This past Monday (January 25) was a big day for the B.C. wine community. The Canadian Association of Professional Sommeliers—B.C. Chapter held its annual competition to choose the sommelier of the year for 2016. At Rogers Arena, the 10 candidates who’d thrown their hat into the ring completed a theory and tasting exam to determine the top-three finalists, who would then compete in a wine-service challenge, in addition to doing a food-and-wine pairing and a blind tasting. Not only did the competitors have to do these rigorous tasks, they had to perform them in front of an audience of trade colleagues and media—no easy feat.
The three who made it to that final round were Sean Nelson, sommelier at Vij’s Restaurant; Shane Taylor, wine director at CinCin Ristorante + Bar; and Alistair Veen of South Surrey’s Tap Restaurant. Veen, who is the chef and a co-owner of Tap, was definitely perceived as the dark-horse candidate, if only because hardly anyone in attendance knew who he was. As the three stepped forward in front of the audience, whispers of “Who’s the guy on the left?” could be heard around the room.
One by one, with the other two cloistered away, the gentlemen competed. First up was the service component, in which they completed a different task at each of three separate tables of colleagues acting as guests. The first was opening and serving an entire bottle of sparkling wine evenly and continuously into six glasses without topping up. Sure, it was somewhat challenging, but they were also peppered with general-knowledge questions while performing the task. As the sparkling was being poured, they fielded queries about the difference between the German sparkling being poured and Champagne, and left-field ones like, “I recently had a Sazerac cocktail and quite enjoyed it. What are its ingredients?”
The second table requested a magnum of red wine, and to have it decanted. The query lobbed at the competitors was, “Why would you decant this wine?” While the first two competitors, Taylor and Nelson, explained the benefits of decanting—that it opens up a wine, unleashing aromatics and so on—there was laughter in the audience when Veen responded, deadpanning, “Because you asked me to.”
The third table presented a menu and asked for wines to be paired with each course, each from a different Italian region. While all three competitors did well at the task, Veen appeared to excel, that chef background being an ace up his sleeve. Once the service of the three tables was completed, it was on to blind-tasting and explaining a white and a red wine, two spirits, and a cocktail. This was done at a high-top cocktail table, and while Taylor and Veen faced the audience, Nelson had his back to it—a move that may have eased the pressure, not having all those eyes focused on him in his peripheral vision.

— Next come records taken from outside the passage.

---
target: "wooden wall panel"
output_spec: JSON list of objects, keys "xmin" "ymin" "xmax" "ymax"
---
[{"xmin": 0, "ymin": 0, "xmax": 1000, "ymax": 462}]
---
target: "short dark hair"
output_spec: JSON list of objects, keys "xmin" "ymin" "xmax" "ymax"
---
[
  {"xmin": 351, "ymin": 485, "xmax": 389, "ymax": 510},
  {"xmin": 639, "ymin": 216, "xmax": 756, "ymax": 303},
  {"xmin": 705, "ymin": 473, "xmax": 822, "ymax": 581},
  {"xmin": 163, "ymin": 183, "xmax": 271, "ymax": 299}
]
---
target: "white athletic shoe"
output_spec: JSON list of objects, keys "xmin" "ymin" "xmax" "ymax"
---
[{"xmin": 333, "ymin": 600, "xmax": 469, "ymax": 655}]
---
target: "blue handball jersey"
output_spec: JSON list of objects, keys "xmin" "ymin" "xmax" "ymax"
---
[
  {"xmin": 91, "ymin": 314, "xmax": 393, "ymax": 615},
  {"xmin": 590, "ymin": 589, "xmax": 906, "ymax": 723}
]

The final task saw the candidates pore over a flawed wine list projected onto a screen, trying to catch errors, which could be anything from typos to an incorrect region named alongside a wine. All in all, they were each actively in front of the crowd for close to half an hour.
Once the competition wrapped up, the judges headed off to consider the performances and determine the winner, who would be announced at the evening’s after-party at JOEY Bentall One.
At that after-party, there was certainly a celebratory feeling in the air, not only because the room was filled with a who’s who of B.C. sommeliers and restaurateurs relishing a night off, but also because the pressure was off, the competition was done, and both the candidates and the crowd were blowing off a little steam. Maybe more than a little—the place actually ran out of beer before the big announcement was made.
The moment finally came, the judges ready to announce the winner. As a hush fell across the room, Sean Nelson was declared third-place winner. As Shane Taylor and Alistair Veen stood together, arms around each other’s shoulders, the 2015 B.C. sommelier of the year, Chambar’s Jason Yamasaki, announced, “Your 2016 B.C. sommelier of the year winner is… Alistair Veen!”
Amid much fanfare and cheering, Veen jogged to the front of the room to accept his honour, which came with a magnum of Champagne de Venoge. “How about the guy from South Surrey?” he shouted incredulously to the cheering crowd. Among all of the candidates, the vast majority from fancy-schmancy downtown Vancouver restaurants, it was the chef from Tap Restaurant in Surrey who nabbed the big prize. I’m thinking business is about to get a boost.
Veen will compete in the national sommelier competition in 2017, which will be taking place in Vancouver for the first time. We’ll certainly all be rooting for him.